Financing jihad: did he or didn’t he?
“Those who cannot remember the past,” as George Santayana taught us, “are condemned to repeat it.” Likewise, when governments seek to rewrite history, citizens and non-citizens alike are exposed to the dangers that accompany official revisionism. A recent opinion column in this newspaper demonstrates these lessons all too clearly.

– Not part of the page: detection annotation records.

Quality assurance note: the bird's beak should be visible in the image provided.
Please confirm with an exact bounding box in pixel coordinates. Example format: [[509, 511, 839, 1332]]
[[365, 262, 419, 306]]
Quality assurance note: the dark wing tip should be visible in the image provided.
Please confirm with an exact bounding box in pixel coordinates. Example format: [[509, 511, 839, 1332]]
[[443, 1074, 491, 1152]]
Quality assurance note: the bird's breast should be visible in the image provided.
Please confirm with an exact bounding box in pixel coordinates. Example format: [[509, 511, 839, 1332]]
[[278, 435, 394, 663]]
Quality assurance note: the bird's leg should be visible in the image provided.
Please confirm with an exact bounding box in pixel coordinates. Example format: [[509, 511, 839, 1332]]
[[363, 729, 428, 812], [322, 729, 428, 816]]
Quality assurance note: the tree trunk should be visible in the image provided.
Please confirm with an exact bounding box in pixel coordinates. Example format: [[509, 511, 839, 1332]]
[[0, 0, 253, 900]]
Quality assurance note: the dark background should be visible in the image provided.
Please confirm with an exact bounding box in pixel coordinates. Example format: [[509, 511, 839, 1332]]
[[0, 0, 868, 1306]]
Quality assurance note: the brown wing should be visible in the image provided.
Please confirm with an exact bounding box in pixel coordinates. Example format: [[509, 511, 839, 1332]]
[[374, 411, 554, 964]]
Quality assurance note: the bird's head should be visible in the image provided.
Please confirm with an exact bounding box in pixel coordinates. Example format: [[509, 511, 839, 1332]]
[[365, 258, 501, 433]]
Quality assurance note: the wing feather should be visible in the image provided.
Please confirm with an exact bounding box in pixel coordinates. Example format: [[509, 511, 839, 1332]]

The United States Department of Justice has indicted a Boston businessman, Emadeddin Z. Muntasser, our client, for his involvement in the 1980s and early 90s in a Boston-based Muslim charity that, the indictment alleges, was involved in supporting Afghan mujahideen engaged in pursuing jihad. Rachel Ehrenfeld and Alyssa A. Lappen (“Jihadists and Jews,” Op-Ed, Monday) would have readers of this newspaper believe that in asking the federal court in Massachusetts to dismiss this indictment on constitutional grounds, we are seeking to establish that the First Amendment’s speech and religion protections apply to what the authors term “a now-defunct Boston-based al Qaeda front organization” that engages in support of a terrorist organization that advances “holy war against the United States.”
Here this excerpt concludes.